Human papillomavirus (HPV) is the most common sexually transmitted infection in the United States according to the Centers for Disease Control and Prevention (CDC). There are about 100 different types of HPV and 14 of those increase your risk of cervical cancer.
Along with offering the highest level of medical care available to our patients, we’re also dedicated to supplying the information you need to make the best decisions about your health.
To that end, we’re happy to share insights regarding HPV and its link to cervical cancer.
HPV is a viral infection that can eventually cause growths (warts) on the skin and the mucous membranes of various areas of the body.
Some strains of HPV, for instance, invade the genital tissue, including the vulva, vagina, and cervix in women and the penis and scrotum in men.
Other types of HPV include those that cause:
- Common warts, which typically appear on the hands and fingers
- Plantar warts, which form on the soles or “plantar” surfaces of the feet
- Flat warts, often appearing on the face in children
HPV is contagious and quite common in the environment. The type responsible for plantar warts, for instance, is often present on the floors of locker rooms or communal showers at a public pool.
You can prevent a plantar wart infection by wearing mesh shower shoes or other footwear designed for use around water. Notably, however, a healthy immune system is often able to clear HPV before warts develop.
The link between HPV and cervical cancer
Most cervical cancers, about 91%, are caused by HPV according to the most recent CDC statistics.
However, likely due to the HPV vaccine, routine screening Pap smears, and early treatment of precancerous lesions, the number of confirmed cervical cancer diagnoses in the United States has dropped by more than 50% since the 1970s, currently about 14,500 new cases annually.
Millions of sexually active women are diagnosed with HPV every year. Female cancers probably caused by HPV include:
- 11,000 cases of cervical cancer
- 700 cases of vaginal cancer
- 2,800 cases of vulvar cancer
- 2,200 cases of oropharyngeal (mouth and throat) cancer
Thus, while genital HPV should never be ignored, it does not automatically lead to a cancer diagnosis.
Monitoring, treating, and preventing genital HPV
It can take many years to develop cancer linked to HPV. Most cervical cancers are diagnosed between the age of 35 and 44 with about 20% of cases diagnosed after age 65.

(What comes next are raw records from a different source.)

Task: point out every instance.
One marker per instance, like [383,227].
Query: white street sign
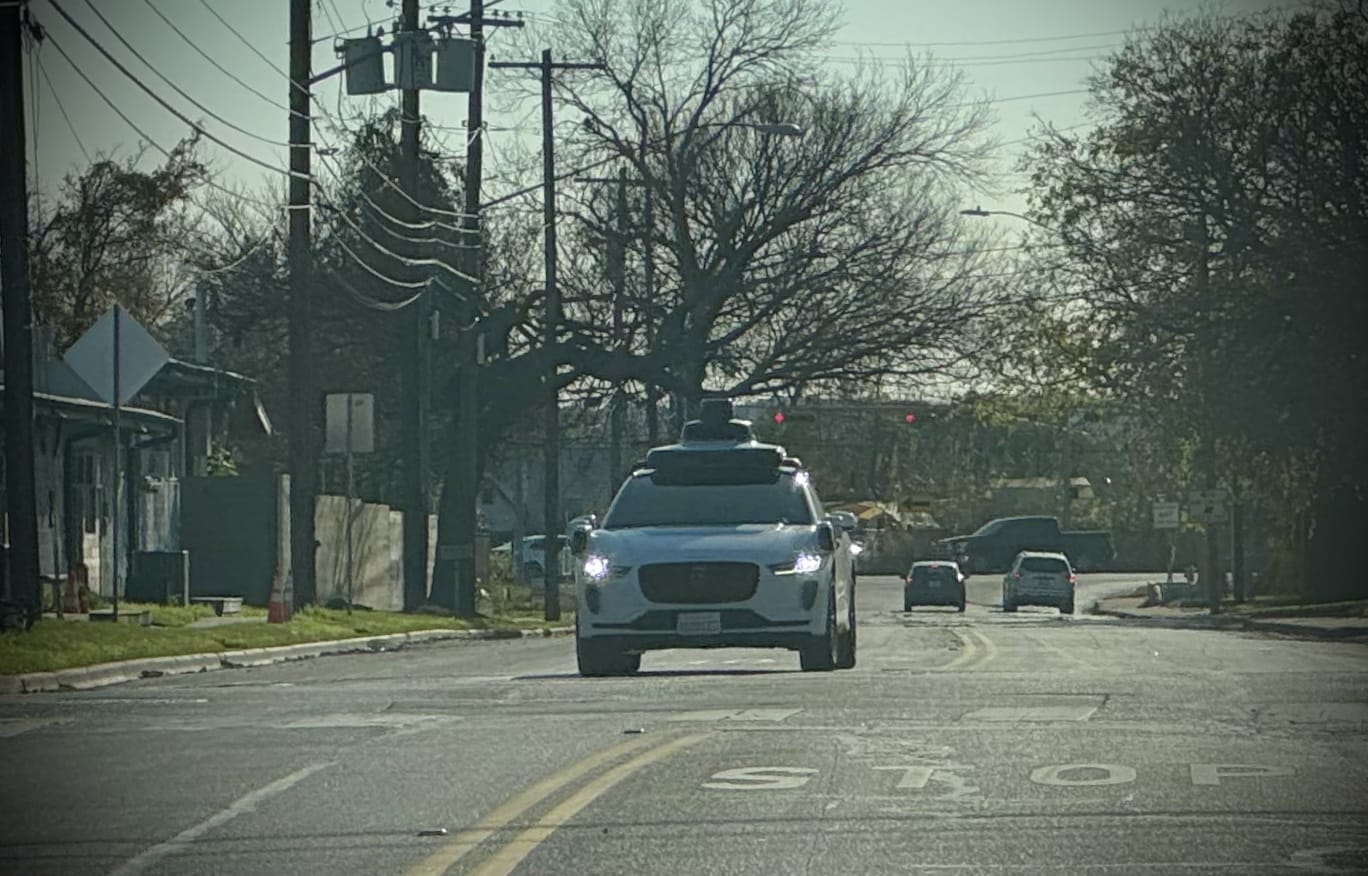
[360,426]
[1167,515]
[140,356]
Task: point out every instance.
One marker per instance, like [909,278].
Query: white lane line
[240,806]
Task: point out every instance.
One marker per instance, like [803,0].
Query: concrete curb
[106,674]
[1225,622]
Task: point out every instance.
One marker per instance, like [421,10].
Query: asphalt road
[978,742]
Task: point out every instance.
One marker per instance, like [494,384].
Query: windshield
[646,503]
[1052,565]
[932,572]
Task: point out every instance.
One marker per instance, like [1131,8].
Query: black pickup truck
[995,545]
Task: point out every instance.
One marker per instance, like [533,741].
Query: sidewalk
[1345,620]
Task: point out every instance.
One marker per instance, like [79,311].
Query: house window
[156,463]
[88,489]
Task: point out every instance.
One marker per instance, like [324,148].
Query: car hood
[748,542]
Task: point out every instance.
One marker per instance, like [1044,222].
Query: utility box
[364,59]
[454,65]
[162,576]
[412,59]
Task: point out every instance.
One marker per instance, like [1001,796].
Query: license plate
[699,623]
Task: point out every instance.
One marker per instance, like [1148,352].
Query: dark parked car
[933,582]
[995,545]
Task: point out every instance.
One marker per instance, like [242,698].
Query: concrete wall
[376,553]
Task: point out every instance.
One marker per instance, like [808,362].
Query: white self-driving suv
[718,541]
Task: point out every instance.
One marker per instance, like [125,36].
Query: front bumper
[1040,594]
[933,596]
[783,612]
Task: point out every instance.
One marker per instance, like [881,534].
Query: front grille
[699,582]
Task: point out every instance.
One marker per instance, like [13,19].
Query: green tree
[116,233]
[1214,226]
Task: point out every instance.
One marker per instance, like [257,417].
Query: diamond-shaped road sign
[1208,507]
[1166,515]
[140,356]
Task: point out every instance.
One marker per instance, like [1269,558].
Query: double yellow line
[506,857]
[978,652]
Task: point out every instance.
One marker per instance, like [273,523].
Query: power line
[326,115]
[162,101]
[144,134]
[367,301]
[216,65]
[331,122]
[174,86]
[884,60]
[62,108]
[973,43]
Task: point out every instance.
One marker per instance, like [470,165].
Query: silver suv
[1040,578]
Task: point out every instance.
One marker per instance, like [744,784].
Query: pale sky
[1029,55]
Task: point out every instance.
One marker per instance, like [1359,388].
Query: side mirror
[844,519]
[825,537]
[579,539]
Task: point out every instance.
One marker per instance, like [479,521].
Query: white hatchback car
[718,541]
[1040,578]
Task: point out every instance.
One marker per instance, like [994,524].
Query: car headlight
[802,564]
[597,567]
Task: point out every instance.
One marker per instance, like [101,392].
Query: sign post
[349,430]
[1167,516]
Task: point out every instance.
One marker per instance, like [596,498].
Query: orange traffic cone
[275,612]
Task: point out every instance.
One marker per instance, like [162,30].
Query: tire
[820,654]
[846,648]
[603,659]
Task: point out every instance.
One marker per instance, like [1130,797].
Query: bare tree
[781,262]
[115,234]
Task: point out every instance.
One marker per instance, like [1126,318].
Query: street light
[777,129]
[981,212]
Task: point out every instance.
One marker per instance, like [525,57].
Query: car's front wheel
[846,649]
[820,654]
[597,659]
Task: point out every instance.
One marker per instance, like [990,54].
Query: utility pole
[617,274]
[619,267]
[653,414]
[21,489]
[1212,575]
[453,572]
[415,355]
[467,416]
[303,401]
[551,482]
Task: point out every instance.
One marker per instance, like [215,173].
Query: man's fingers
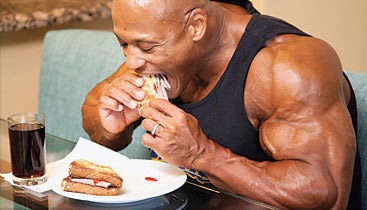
[149,141]
[109,103]
[131,89]
[148,125]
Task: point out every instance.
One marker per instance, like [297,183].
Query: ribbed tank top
[222,115]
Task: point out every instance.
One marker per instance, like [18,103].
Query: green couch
[74,61]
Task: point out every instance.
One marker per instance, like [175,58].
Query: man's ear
[197,24]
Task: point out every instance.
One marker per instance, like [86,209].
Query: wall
[343,24]
[20,59]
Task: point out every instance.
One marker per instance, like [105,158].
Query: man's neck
[224,32]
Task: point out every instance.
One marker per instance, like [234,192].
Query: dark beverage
[27,146]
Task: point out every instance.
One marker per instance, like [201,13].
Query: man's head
[162,37]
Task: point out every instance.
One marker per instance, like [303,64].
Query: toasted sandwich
[89,178]
[155,86]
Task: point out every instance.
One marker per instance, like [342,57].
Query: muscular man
[258,106]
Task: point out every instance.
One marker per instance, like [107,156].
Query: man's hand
[117,104]
[179,139]
[109,109]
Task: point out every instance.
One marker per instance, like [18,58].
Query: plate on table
[142,179]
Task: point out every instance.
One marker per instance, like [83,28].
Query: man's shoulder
[292,69]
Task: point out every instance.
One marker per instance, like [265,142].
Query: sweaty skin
[295,96]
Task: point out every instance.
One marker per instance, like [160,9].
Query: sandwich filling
[155,86]
[97,183]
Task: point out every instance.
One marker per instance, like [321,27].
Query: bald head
[160,10]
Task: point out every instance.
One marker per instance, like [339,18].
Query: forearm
[289,184]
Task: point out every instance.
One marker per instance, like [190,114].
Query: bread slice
[87,170]
[68,185]
[155,86]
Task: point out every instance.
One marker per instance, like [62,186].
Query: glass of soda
[27,148]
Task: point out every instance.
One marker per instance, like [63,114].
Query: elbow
[320,195]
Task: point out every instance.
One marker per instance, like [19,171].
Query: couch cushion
[73,62]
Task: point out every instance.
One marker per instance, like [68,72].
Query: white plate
[134,186]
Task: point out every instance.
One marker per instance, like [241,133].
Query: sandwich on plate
[89,178]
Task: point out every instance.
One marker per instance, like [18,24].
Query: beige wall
[20,59]
[343,24]
[20,52]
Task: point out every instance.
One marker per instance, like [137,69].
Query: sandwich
[155,86]
[89,178]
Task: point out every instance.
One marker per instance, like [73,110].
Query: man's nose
[133,59]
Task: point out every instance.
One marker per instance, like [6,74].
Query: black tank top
[221,114]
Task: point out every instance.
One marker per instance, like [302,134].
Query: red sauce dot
[150,179]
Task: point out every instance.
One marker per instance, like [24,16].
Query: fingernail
[133,104]
[139,81]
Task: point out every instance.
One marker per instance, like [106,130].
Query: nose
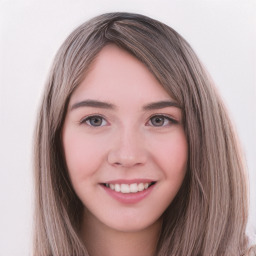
[127,150]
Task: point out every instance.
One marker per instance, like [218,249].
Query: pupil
[96,121]
[158,121]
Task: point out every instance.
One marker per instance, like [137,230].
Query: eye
[95,121]
[161,120]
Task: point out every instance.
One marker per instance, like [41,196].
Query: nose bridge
[128,149]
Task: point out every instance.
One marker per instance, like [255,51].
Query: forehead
[117,75]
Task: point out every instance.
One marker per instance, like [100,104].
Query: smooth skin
[117,127]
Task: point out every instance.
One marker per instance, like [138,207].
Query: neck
[101,240]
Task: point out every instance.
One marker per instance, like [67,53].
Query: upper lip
[123,181]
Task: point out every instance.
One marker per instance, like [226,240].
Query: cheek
[171,155]
[80,154]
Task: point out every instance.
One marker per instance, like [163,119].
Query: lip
[122,181]
[129,198]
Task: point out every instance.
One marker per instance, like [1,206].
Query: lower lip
[129,198]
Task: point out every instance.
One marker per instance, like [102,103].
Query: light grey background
[222,32]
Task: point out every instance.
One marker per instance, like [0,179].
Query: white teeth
[117,188]
[134,188]
[141,187]
[126,188]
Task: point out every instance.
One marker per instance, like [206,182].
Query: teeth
[126,188]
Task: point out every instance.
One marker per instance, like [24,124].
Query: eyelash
[160,116]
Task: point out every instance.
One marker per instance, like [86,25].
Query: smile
[129,188]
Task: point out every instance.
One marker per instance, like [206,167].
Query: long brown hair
[209,214]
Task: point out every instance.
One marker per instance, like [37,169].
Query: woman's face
[124,143]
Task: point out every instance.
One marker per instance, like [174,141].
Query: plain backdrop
[222,32]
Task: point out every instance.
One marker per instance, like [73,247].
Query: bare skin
[100,240]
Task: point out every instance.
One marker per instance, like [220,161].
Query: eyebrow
[161,104]
[92,103]
[106,105]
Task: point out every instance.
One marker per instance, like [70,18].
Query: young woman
[134,151]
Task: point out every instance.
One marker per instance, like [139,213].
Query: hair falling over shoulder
[209,214]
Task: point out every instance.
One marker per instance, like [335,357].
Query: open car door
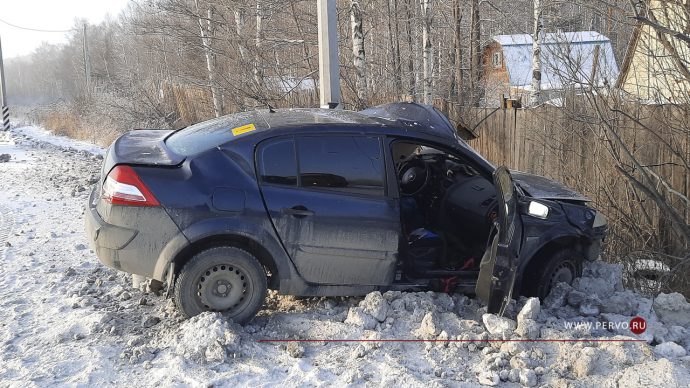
[498,267]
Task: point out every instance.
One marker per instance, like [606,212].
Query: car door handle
[297,211]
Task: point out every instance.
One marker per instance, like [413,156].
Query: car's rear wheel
[224,279]
[562,266]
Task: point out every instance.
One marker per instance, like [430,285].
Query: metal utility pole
[537,37]
[3,97]
[87,64]
[329,69]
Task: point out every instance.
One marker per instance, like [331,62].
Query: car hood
[544,188]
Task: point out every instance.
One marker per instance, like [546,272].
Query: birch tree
[457,21]
[206,28]
[535,92]
[427,55]
[359,56]
[475,51]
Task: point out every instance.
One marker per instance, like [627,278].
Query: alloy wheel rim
[223,288]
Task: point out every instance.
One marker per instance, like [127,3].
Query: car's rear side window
[351,164]
[277,162]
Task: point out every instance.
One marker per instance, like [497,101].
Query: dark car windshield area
[350,164]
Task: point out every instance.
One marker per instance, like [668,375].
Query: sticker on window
[243,129]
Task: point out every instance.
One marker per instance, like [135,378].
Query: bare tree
[206,31]
[427,53]
[358,53]
[537,36]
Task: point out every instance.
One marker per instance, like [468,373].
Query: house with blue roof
[569,60]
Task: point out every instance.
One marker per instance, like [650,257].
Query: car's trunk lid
[142,147]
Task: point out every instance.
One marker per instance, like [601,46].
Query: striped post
[5,118]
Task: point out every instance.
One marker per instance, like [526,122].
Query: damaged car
[316,202]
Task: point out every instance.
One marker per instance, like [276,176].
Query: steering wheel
[414,177]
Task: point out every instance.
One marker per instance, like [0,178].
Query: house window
[496,60]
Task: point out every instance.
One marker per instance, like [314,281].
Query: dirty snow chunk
[356,316]
[669,350]
[677,334]
[295,350]
[530,310]
[150,322]
[498,325]
[575,298]
[203,338]
[557,296]
[651,374]
[375,305]
[612,273]
[590,306]
[429,327]
[444,302]
[528,328]
[623,303]
[672,309]
[489,378]
[586,362]
[528,378]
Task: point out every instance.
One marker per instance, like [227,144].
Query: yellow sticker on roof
[243,129]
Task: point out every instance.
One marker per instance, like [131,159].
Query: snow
[45,136]
[567,59]
[68,320]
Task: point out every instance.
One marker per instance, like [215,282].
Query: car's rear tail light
[124,187]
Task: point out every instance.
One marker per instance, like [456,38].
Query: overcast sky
[47,15]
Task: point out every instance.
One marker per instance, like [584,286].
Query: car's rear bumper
[128,238]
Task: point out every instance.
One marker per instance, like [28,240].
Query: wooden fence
[578,148]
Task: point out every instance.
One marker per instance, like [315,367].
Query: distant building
[651,71]
[568,59]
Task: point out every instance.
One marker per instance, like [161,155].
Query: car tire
[224,279]
[563,266]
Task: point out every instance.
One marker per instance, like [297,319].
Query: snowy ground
[66,319]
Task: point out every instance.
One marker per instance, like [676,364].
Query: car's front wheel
[225,279]
[563,266]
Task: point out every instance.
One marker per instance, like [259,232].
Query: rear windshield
[209,134]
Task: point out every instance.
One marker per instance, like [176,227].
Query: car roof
[394,116]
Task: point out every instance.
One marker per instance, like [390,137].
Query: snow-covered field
[66,319]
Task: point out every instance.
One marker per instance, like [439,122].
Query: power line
[33,29]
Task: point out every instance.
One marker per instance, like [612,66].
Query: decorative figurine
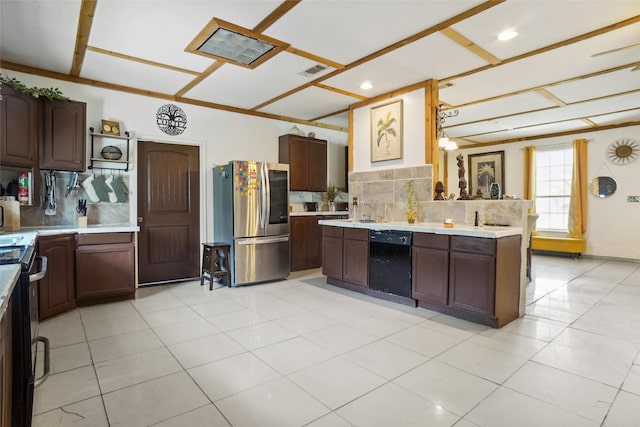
[462,182]
[439,190]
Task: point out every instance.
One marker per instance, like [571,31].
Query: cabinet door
[472,282]
[6,366]
[63,145]
[56,291]
[314,242]
[332,255]
[356,262]
[19,130]
[104,271]
[430,275]
[298,164]
[299,243]
[317,165]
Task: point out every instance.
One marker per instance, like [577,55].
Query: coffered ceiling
[572,67]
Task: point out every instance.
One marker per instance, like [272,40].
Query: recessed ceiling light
[508,34]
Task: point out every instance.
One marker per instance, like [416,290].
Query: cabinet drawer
[104,238]
[332,231]
[356,234]
[476,245]
[429,240]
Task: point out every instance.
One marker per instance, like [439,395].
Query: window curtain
[529,192]
[578,207]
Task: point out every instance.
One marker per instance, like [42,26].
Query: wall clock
[623,151]
[171,119]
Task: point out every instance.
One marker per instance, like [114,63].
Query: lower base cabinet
[56,291]
[345,256]
[6,366]
[469,277]
[105,266]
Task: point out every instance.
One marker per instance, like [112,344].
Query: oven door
[34,277]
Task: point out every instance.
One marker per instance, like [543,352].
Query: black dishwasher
[390,262]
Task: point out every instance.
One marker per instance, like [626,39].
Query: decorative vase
[411,216]
[494,191]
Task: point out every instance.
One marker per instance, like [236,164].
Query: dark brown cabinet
[307,159]
[105,267]
[63,142]
[356,256]
[332,252]
[345,256]
[6,366]
[56,291]
[469,277]
[306,242]
[19,130]
[430,267]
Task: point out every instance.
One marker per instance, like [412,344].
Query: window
[553,171]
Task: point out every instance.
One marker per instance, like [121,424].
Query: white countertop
[66,229]
[491,232]
[8,277]
[318,213]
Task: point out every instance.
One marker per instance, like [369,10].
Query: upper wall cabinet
[63,142]
[307,159]
[18,129]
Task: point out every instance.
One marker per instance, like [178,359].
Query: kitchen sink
[10,240]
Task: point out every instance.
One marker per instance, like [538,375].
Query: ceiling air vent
[313,70]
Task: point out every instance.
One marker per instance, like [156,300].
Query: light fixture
[231,43]
[507,35]
[443,140]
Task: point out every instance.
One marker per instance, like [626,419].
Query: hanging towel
[101,188]
[87,184]
[120,189]
[112,195]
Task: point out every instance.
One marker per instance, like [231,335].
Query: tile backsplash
[102,212]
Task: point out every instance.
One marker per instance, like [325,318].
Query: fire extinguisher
[23,188]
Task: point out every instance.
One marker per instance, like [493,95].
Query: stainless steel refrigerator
[251,214]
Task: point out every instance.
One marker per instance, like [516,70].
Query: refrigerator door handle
[264,201]
[263,241]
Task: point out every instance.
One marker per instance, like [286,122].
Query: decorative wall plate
[171,119]
[623,151]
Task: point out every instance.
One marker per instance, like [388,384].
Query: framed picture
[484,170]
[109,126]
[386,131]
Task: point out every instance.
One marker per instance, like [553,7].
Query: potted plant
[332,193]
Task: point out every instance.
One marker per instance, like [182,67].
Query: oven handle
[40,275]
[47,361]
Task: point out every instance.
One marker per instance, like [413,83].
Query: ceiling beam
[470,46]
[85,21]
[552,135]
[160,95]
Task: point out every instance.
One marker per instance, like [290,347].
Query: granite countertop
[316,213]
[9,275]
[491,232]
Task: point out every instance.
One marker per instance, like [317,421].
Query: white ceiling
[543,82]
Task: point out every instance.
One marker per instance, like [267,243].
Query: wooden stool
[215,263]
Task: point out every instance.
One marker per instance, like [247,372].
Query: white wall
[221,135]
[412,134]
[613,224]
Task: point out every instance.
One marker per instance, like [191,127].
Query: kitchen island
[465,271]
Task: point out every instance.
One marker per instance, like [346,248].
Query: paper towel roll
[11,215]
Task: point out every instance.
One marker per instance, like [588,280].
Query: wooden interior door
[168,212]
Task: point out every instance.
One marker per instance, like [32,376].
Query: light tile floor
[301,353]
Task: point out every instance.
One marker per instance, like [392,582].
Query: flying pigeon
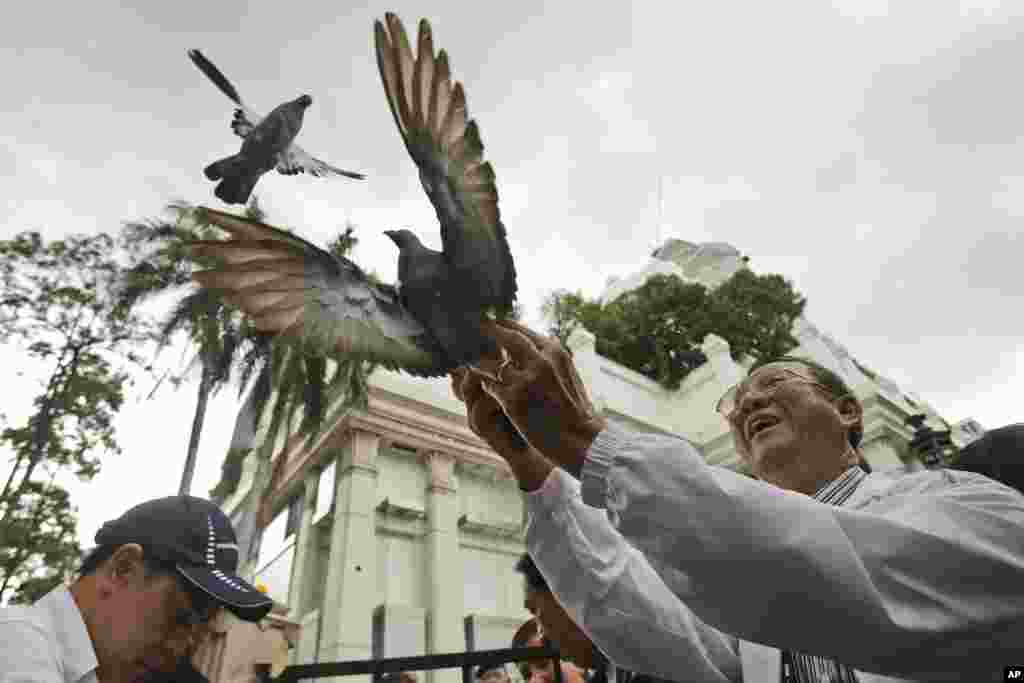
[290,287]
[430,323]
[267,142]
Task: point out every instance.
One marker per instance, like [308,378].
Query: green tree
[59,310]
[283,378]
[217,333]
[657,329]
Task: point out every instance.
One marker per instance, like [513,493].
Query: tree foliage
[285,380]
[657,329]
[60,312]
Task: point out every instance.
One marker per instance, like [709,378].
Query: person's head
[796,423]
[555,623]
[493,674]
[530,634]
[160,572]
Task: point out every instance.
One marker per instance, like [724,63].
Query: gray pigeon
[430,324]
[449,291]
[292,288]
[267,142]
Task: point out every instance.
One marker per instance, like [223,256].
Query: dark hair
[535,580]
[153,564]
[529,630]
[485,669]
[832,381]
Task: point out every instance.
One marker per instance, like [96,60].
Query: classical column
[444,615]
[303,568]
[350,590]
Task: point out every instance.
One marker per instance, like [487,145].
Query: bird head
[402,238]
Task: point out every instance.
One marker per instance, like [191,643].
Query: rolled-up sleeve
[920,581]
[615,596]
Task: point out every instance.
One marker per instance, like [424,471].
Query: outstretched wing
[431,115]
[245,118]
[296,160]
[289,286]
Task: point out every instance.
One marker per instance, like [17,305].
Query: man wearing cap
[159,573]
[823,571]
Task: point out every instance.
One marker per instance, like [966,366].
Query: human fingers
[470,387]
[519,346]
[539,340]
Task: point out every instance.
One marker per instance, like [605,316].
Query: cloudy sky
[870,152]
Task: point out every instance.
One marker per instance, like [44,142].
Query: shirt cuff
[551,493]
[594,474]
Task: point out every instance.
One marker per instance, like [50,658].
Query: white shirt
[918,575]
[46,643]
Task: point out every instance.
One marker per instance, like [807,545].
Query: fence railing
[465,660]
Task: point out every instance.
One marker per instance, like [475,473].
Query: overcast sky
[870,153]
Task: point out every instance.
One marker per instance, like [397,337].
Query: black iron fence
[465,660]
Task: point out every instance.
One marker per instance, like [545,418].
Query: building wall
[408,545]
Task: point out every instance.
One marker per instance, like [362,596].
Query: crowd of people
[643,561]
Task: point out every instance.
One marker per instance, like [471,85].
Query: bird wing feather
[432,119]
[245,118]
[292,288]
[296,160]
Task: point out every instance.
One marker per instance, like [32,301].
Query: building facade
[396,534]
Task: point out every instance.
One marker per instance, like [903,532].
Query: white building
[396,534]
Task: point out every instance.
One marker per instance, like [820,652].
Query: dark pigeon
[450,292]
[267,142]
[430,323]
[292,289]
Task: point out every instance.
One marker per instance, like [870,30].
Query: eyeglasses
[729,403]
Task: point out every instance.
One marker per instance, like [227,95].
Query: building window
[276,551]
[325,492]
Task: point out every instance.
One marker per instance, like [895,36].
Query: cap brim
[237,595]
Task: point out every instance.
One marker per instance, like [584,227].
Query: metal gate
[465,660]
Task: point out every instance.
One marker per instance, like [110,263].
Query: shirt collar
[839,489]
[73,638]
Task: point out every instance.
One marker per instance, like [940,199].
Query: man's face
[790,429]
[571,641]
[141,629]
[496,676]
[543,671]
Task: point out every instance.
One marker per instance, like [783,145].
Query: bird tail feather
[236,188]
[223,168]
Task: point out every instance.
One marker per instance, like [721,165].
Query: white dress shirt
[46,642]
[916,575]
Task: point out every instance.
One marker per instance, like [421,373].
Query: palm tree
[286,377]
[217,333]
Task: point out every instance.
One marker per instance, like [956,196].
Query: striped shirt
[799,668]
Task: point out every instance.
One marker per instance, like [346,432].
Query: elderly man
[571,641]
[824,572]
[160,572]
[530,634]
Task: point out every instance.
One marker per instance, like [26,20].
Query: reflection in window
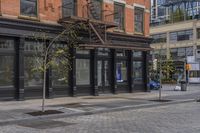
[119,15]
[137,71]
[82,71]
[6,44]
[103,51]
[159,38]
[33,63]
[121,71]
[121,53]
[181,35]
[28,8]
[139,20]
[59,78]
[34,46]
[194,74]
[137,54]
[32,76]
[6,71]
[81,51]
[59,68]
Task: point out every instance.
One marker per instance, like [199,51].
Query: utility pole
[160,73]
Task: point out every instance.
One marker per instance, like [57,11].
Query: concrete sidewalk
[17,110]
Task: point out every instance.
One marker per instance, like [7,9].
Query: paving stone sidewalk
[17,110]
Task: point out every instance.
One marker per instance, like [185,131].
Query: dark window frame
[122,15]
[139,11]
[34,13]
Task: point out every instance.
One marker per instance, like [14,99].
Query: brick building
[115,63]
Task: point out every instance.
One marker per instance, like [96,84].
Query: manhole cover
[44,124]
[47,112]
[162,100]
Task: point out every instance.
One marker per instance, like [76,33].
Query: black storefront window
[28,8]
[6,71]
[103,51]
[139,20]
[159,38]
[121,71]
[119,15]
[59,77]
[137,71]
[59,70]
[6,62]
[137,54]
[82,71]
[32,76]
[181,35]
[33,63]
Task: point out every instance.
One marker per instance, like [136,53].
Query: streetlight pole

Once you’ve been diagnosed with HPV, it’s therefore vital to continue with routine gynecological screening as directed by Dr. Patel.
Otherwise, there is no cure for HPV, but there are numerous therapies available to help ease your symptoms and, most importantly, remove suspicious growths before they evolve into cancer.
Treatments may include:
- Freezing warts with liquid nitrogen (cryosurgery)
- Loop electrosurgical excision procedure (LEEP) to remove abnormal cells
- Electrocautery to remove warts
Preventing HPV is, of course, the most effective way to avoid cervical cancer. Unfortunately, condoms and other “safe sex” practices used to avoid numerous sexually transmitted infections are not truly effective against genital HPV.
However, there are now three vaccines available to boys and girls over the age of nine that can successfully prevent various strains of genital HPV.